Speak the Truth
This week’s post is an article from guest blogger Jim Dix. Jim is a Florida singer, trumpet player, and teacher. If you are in Florida and looking for voice or performance coaching, I recommend contacting him.
To make a song live and breathe, speak the lyrics.
Speak the lyrics of the song when learning a song (even if it’s your own original song) and check back in with this practice periodically. Speak them freely, as you would in a conversation.
This puts the meaning of the song in a context that is unsupported by melody or harmony. Speak it so that the lyrics communicate meaningfully through spoken voice alone. Connecting to the core meaning or feeling of the song like that brings you into a place where you’re really speaking from the heart or telling a story when you sing, as opposed to just singing a lot of notes with words attached.
Speaking the song also frees your phrasing from the rhythmic cadence of the rhyme scheme. It’s OK to use that cadence, but being unbound by it will yield phrasing that is conversational, natural, and fresh. You don’t generally repeat the same patterns of emphasis and rhythm in your day to day speech, right? So a conversational approach will tend to have a spontaneous and genuine delivery, which may vary naturally with every performance.
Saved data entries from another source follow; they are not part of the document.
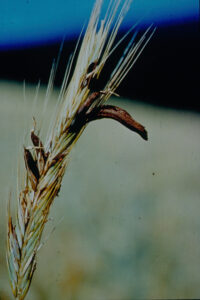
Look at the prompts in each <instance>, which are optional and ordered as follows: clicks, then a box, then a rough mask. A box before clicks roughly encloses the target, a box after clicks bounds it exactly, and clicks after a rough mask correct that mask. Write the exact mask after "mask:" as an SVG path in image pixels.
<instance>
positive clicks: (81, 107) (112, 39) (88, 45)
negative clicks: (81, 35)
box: [7, 0, 154, 300]
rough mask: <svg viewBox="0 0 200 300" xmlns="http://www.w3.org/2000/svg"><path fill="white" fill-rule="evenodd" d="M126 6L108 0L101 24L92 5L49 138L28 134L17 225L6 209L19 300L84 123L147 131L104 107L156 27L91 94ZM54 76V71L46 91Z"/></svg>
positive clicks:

This approach will also aid in keeping a more relaxed and healthy vocal technique. Think about how much tension you have in your tongue, neck, and jaw while talking with your friends. Not much, right? That’s how relaxed it should be.
Next, speak the lyrics and add tone. It doesn’t even have to be the melody of the song. In fact, it’s probably better if it’s not. Just something to get you making tonal phonation while speaking the lyrics.
Finally, speak the lyrics over the melody, retaining the kinds of inflections and phrasing you used when speaking them without music.
Bring lyrics to life by speaking them to yourself. Make them live for your audience by speaking them in song.